Tory MP Andrew Bridgen Faces Five-Day Commons Suspension After Breaking Lobbying Rules

The outspoken backbencher displayed a "cavalier" attitude, according to a cross-party committee.
Andrew Bridgen speaks to the media on College Green outside parliament.
Andrew Bridgen speaks to the media on College Green outside parliament.
Beresford Hodge via PA Wire/PA Images

A Tory MP faces a five-day House of Commons suspension after being found to have displayed a “cavalier” attitude to the rules in a series of lobbying breaches.

The standards committee recommended Andrew Bridgen face the punishment for breaking rules on registration, declaration and paid lobbying “on multiple occasions and in multiple ways”.

A report published this morning also accused him of calling standards commissioner Kathryn Stone’s “integrity into question” during her investigation.

“Mr Bridgen has demonstrated a very cavalier attitude to the house’s rules on registration and declaration of interests, including repeatedly saying that he did not check his own entry in the register,” the committee report said.

The North West Leicestershire MP was recommended for suspension for two days for breaches of two sections of the MPs’ code of conduct and a further three sitting days for an “unacceptable attack upon the integrity” of the standards commissioner.

Bridgen told HuffPost UK: “Whilst I am extremely disappointed with the recommendations of the committee, I accept them and will comply with them as required to do so.”

The committee said Bridgen should have told ministers and officials he received a donation and a funded visit to Ghana from the Cheshire-based firm Mere Plantations and had a £12,000 contract to be an adviser.

But he was found to have committed a “significant litany of errors” by failing to do so in eight emails to ministers, and in five meetings with ministers or public officials.

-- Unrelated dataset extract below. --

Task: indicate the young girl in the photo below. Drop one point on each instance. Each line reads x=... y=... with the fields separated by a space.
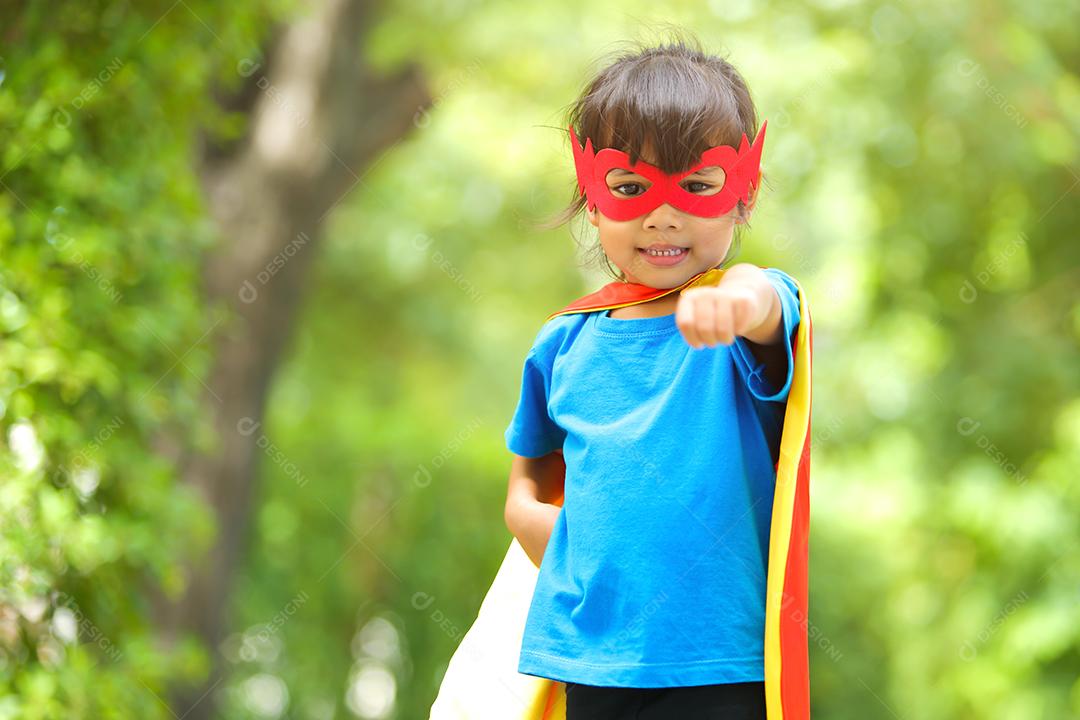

The committee said Bridgen had also called standards commissioner Kathryn Stone’s “integrity into question” on the basis of “wholly unsubstantiated and false allegations, and attempted improperly to influence the House’s standards processes”.

He questioned whether his reputation as an outspoken critic of then prime minister Boris Johnson could have influenced her findings.

The MP wrote an email to Ms Stone saying: “I was distressed to hear on a number of occasions an unsubstantiated rumour that your contract as parliamentary standards commissioner is due to end in the coming months and that there are advanced plans to offer you a peerage, potentially as soon as the prime minister’s resignation honours list.

“There is also some suggestion amongst colleagues that those plans are dependent upon arriving at the ‘right’ outcomes when conducting parliamentary standards investigations.

“Clearly my own travails with Number 10 and the former PM have been well documented and obviously a small part of me is naturally concerned to hear such rumours.

“More importantly however you are rightfully renowned for your integrity and decency and no doubt such rumours are only designed to harm your reputation.”

The committee said Bridgen’s email “appears to be an attempt to place wholly inappropriate pressure on the commissioner” which is “completely unacceptable behaviour”.